Friday, June 21, 2013

Chuck Berry "The Great Twenty-Eight" [1982]

I know there are actually 28 songs on the Chuck Berry compilation "The Great Twenty-Eight," but minus the same songs that he keeps re-writing in the same keys, at the same tempo, about basically the same things with exactly the same solos, it's like 3 -- and they're not even all that great. Of course Keith Richards thinks they are, but that's only because you can be this close to brain-dead and still be able to play Chuck Berry tunes on guitar. This brought the amateurs to rock 'n roll in droves, so the next time you have to endure a band that sounds like dogshit, you know who's ultimately to blame.

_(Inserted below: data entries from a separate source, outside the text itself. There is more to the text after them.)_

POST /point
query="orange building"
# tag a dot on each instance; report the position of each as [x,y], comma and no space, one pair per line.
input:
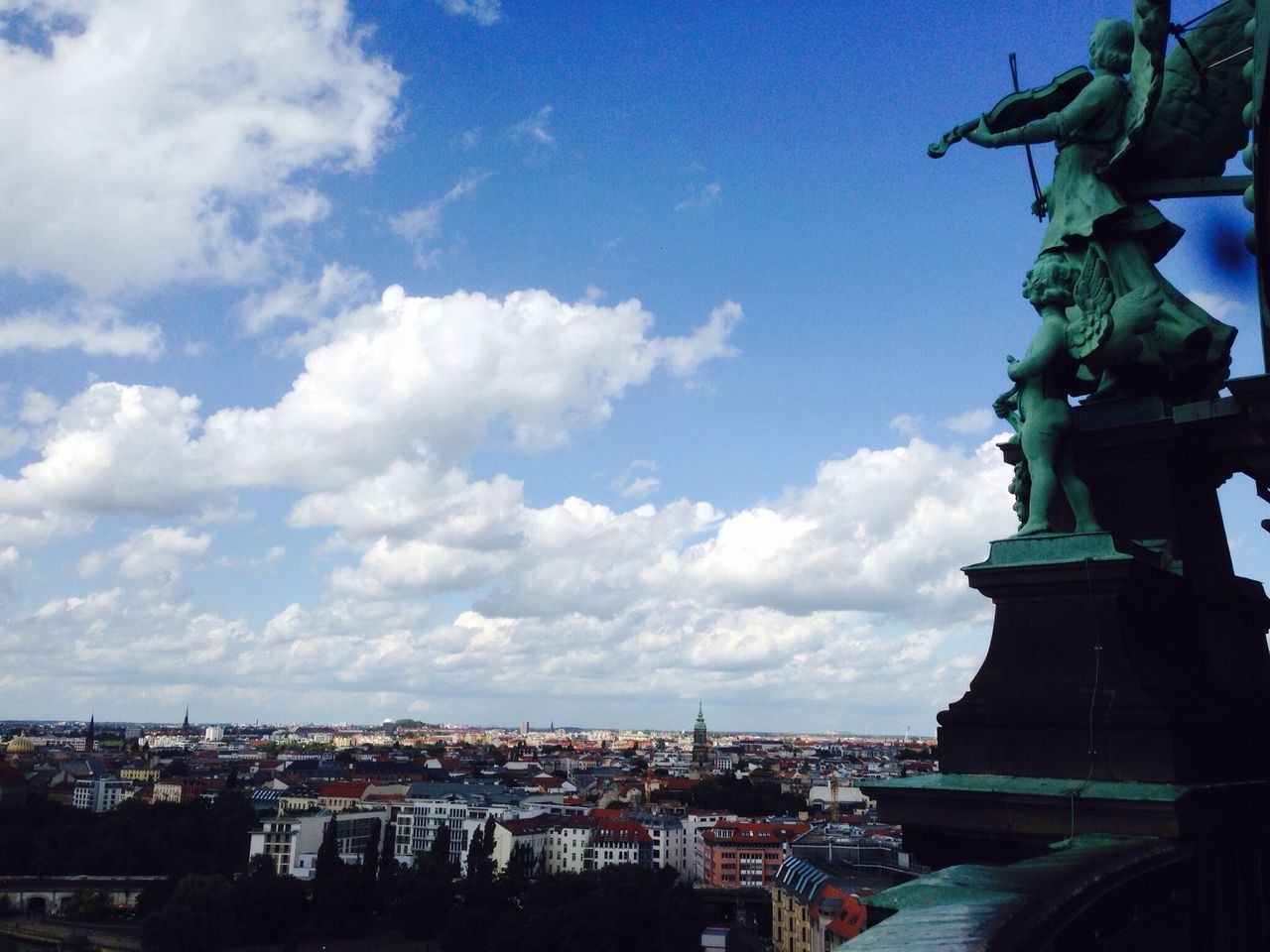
[737,853]
[811,910]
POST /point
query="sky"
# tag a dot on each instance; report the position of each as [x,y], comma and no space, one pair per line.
[484,361]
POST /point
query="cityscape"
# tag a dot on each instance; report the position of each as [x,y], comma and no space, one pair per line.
[578,477]
[774,838]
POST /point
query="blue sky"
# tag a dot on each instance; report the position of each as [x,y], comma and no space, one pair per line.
[484,361]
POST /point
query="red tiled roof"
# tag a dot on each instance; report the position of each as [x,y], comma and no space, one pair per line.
[343,788]
[621,832]
[532,824]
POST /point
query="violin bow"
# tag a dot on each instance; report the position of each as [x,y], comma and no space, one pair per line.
[1039,206]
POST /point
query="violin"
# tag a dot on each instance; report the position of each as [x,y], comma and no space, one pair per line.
[1020,108]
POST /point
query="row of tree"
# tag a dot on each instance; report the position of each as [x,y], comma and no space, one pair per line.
[160,839]
[619,907]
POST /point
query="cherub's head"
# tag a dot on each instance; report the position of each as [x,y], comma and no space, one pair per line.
[1051,282]
[1111,46]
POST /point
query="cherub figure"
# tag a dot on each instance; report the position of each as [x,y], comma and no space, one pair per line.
[1039,397]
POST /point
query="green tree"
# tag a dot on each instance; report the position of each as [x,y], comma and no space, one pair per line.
[338,889]
[371,860]
[198,918]
[425,896]
[271,907]
[440,847]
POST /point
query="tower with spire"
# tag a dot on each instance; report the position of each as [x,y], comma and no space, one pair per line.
[699,742]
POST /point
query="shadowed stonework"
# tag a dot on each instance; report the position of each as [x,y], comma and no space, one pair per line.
[1125,692]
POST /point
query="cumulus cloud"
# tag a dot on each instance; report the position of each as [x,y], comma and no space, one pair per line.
[148,143]
[843,588]
[630,484]
[407,380]
[157,555]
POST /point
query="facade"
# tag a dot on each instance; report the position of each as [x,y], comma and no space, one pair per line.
[140,774]
[699,743]
[695,826]
[340,794]
[671,847]
[585,843]
[812,911]
[747,855]
[293,842]
[463,811]
[531,834]
[619,843]
[100,793]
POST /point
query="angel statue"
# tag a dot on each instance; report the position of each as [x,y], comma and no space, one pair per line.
[1037,405]
[1174,118]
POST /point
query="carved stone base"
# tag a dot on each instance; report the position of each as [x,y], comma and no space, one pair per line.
[1100,666]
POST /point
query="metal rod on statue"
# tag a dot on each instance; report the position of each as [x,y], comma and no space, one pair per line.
[1039,204]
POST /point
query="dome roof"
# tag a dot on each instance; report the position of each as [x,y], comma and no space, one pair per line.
[19,746]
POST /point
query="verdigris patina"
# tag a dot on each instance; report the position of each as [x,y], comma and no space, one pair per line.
[1129,331]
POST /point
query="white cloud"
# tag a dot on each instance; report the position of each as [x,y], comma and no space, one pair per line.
[1218,306]
[148,144]
[703,198]
[114,447]
[534,130]
[971,421]
[155,555]
[312,302]
[422,223]
[906,424]
[484,12]
[408,380]
[630,484]
[843,587]
[94,329]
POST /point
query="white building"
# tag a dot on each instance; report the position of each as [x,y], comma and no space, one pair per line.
[583,843]
[420,820]
[695,826]
[100,793]
[294,841]
[527,833]
[671,846]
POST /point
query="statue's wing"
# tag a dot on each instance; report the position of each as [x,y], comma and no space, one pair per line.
[1198,125]
[1146,73]
[1093,296]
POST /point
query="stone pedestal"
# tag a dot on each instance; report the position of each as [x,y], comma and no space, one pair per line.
[1127,684]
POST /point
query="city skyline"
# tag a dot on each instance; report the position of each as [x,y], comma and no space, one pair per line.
[485,361]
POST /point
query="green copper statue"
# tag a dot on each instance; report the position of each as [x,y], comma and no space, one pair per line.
[1111,325]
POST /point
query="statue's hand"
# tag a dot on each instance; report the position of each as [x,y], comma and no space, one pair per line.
[1003,404]
[980,136]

Sure, he may have been an OK car mechanic, but we trusted this guy with the future of contemporary music? Serves us right. Ultimately, Chuck Berry was probably best suited for a nondescript songwriting career in Nashville, but his dark complexion made that next to impossible, so count the origins of rock 'n roll as another thing for which American racism is to blame. Elsewhere, Berry thinks of himself as an erudite citizen of the world, but his lyrics clearly demonstrate he's nothing more than a dime-store paperback novel reader, probably in between crap roadhouse gigs in Midwestern Nowheresville. So while he may, in fact, have nailed American existence -- at least as of the mid-late 1950s (he'd nail plenty of other things that would prove him to be a high-level pervert in future years) -- it's really nothing for any of us to be proud of. As much as Chuck Berry may have lowered the bar for everyone, we're still stuck with the asshole.